By Dustin Rowles | Box Office Round-Ups | March 28, 2011 |

By Dustin Rowles | Box Office Round-Ups | March 28, 2011 |


Zack Snyder’s Sucker Punch opened with a hugely disappointing (at least from the studio’s perspective) $19 million over the weekend, falling $5 million short of the top film, Diary of the Wimpy Kid 2, which earned back its budget in the first weekend. Sucker Punch, much like Scott Pilgrim vs. the World last year, is turning into that movie that everyone wants to talk about that, relatively speaking, no one has actually seen. It has been fun to read, though: For a film that opened with the same box-office that No Strings Attached opened with, people feel awfully strong about their opinions. In the movie-blog Twitterverse, it’s turned into a pissing match — there’s a lot of name-calling, and everyone insists that their opinion is the right one, to the detriment of everyone else. (Obviously, only one opinion can be right, and it’s TK’s, of course).

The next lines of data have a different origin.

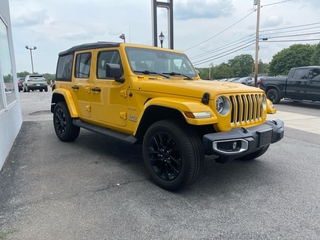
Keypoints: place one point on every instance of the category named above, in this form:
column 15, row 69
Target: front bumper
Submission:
column 242, row 141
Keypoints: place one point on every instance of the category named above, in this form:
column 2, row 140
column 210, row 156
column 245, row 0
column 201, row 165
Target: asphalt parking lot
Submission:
column 98, row 188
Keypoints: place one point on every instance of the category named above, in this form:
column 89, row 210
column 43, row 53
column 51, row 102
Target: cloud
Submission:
column 272, row 21
column 29, row 18
column 193, row 9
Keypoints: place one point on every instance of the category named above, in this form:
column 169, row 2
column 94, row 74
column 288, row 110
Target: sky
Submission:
column 210, row 32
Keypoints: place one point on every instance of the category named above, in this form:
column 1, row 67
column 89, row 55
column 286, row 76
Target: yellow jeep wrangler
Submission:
column 154, row 96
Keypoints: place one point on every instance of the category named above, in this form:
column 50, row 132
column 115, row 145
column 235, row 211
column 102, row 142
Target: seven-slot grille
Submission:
column 246, row 108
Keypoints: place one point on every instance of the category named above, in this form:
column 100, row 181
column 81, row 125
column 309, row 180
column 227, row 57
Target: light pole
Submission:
column 30, row 48
column 256, row 68
column 161, row 38
column 122, row 36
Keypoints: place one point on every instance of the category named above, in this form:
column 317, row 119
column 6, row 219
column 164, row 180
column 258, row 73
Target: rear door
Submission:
column 297, row 84
column 314, row 84
column 81, row 82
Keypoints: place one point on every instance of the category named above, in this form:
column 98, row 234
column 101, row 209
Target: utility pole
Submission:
column 257, row 2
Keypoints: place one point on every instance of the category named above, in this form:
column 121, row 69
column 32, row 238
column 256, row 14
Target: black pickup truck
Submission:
column 302, row 83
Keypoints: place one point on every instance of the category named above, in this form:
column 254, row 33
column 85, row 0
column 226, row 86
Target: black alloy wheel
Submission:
column 173, row 154
column 63, row 126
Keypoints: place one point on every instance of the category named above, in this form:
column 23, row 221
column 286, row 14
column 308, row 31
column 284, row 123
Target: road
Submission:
column 98, row 188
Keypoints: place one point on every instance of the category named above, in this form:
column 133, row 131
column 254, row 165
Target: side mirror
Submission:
column 113, row 70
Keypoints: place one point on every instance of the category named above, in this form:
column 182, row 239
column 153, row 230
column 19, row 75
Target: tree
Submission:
column 315, row 58
column 296, row 55
column 222, row 71
column 242, row 65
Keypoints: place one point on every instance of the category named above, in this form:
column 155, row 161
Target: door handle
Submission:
column 96, row 89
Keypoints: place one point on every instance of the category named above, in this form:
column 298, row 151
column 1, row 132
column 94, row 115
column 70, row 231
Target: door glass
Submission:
column 82, row 69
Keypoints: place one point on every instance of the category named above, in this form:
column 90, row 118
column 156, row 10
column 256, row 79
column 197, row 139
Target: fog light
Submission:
column 234, row 146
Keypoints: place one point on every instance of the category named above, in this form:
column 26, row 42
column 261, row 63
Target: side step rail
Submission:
column 105, row 131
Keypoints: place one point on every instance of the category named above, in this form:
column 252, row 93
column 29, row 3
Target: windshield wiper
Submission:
column 150, row 72
column 176, row 73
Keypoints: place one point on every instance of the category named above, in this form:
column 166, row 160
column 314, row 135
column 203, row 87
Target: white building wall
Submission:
column 10, row 115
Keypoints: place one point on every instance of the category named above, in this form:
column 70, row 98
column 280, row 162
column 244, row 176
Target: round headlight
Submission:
column 222, row 105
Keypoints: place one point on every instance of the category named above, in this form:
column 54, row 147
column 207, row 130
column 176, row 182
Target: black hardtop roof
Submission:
column 90, row 46
column 307, row 67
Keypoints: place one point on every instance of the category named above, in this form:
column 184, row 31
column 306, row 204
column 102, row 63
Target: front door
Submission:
column 108, row 97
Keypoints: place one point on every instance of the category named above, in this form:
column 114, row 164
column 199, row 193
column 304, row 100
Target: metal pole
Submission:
column 257, row 45
column 31, row 60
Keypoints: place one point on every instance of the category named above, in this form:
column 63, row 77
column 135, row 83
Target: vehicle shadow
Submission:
column 216, row 178
column 300, row 104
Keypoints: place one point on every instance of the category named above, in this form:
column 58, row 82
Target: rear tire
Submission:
column 62, row 122
column 173, row 154
column 255, row 154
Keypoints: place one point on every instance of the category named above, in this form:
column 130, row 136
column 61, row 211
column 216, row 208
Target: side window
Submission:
column 82, row 68
column 300, row 74
column 106, row 57
column 64, row 68
column 314, row 74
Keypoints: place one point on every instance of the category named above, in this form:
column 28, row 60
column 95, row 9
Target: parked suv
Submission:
column 35, row 82
column 154, row 96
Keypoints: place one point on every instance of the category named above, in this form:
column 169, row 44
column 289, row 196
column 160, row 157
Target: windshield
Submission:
column 151, row 61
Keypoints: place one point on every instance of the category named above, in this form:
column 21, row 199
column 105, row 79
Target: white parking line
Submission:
column 301, row 122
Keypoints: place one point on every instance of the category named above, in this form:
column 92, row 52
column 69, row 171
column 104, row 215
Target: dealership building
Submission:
column 10, row 109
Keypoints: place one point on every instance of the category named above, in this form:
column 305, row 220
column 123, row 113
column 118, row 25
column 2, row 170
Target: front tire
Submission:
column 62, row 122
column 173, row 154
column 273, row 95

Seriously, though: It’s opened up a lot of debate about fanboys and feminism, which is refreshing, even if that debate clearly goes over Zack Snyder’s own head. Snyder thinks that fanboys hate it because his “feminist” angle is an “indictment of fan boys,” while I get the feeling that the fanboys who do hate it hate it because it’s not a very good film. From some of the interviews I’ve read, I’m also not entirely sure that Zack Snyder knows what a “metaphor” is or why dressing a woman in a school-girl outfit, calling her Babydoll, and dropping her in a brothel might not be perceived the way in which he wanted it to be perceived.

In either respect, it’s been interesting gauging opinion around the Internet on Sucker Punch, from Angie Han’s piece (Why Ass-Kicking and Empowering Aren’t Always the Same Thing) to Cole Abaius’ Empowerment and Exploitation of ‘Sucker Punch’ Are in the Gaze of the Beholder, as well as a few — what I thought were misguided — defenses of the film. And some have to be wondering, as Christopher Campbell does, Why Men Are Co-Opting the Feminist Debate? I think this piece, posted before the movie came out, seems to capture the argument fairly well.

In either respect, from a box-office standpoint, after the poor performance of Sucker Punch, on the heels of the disappointing showings of Watchmen and Legend of the Guardians: The Owls of Ga’Hoole, Warner Brothers has to be concerned with their Superman reboot. Snyder’s name is becoming perilously close in reputation as that of M. Night Shyamalan, the kind of name that might elicit boos in crowded theaters. I wouldn’t be surprised if he’s kicked to the curb, officially or unofficially, in favor of Jonathan Nolan.

Elsewhere in the box-office, both Limitless (-19.5%) and The Lincoln Lawyer (-16.7%) had very small drops from last week, holding well as adult-oriented fare continues its rebound at the box office. Rango, meanwhile, landed at number five with another $10 million, pushing it over $100 million.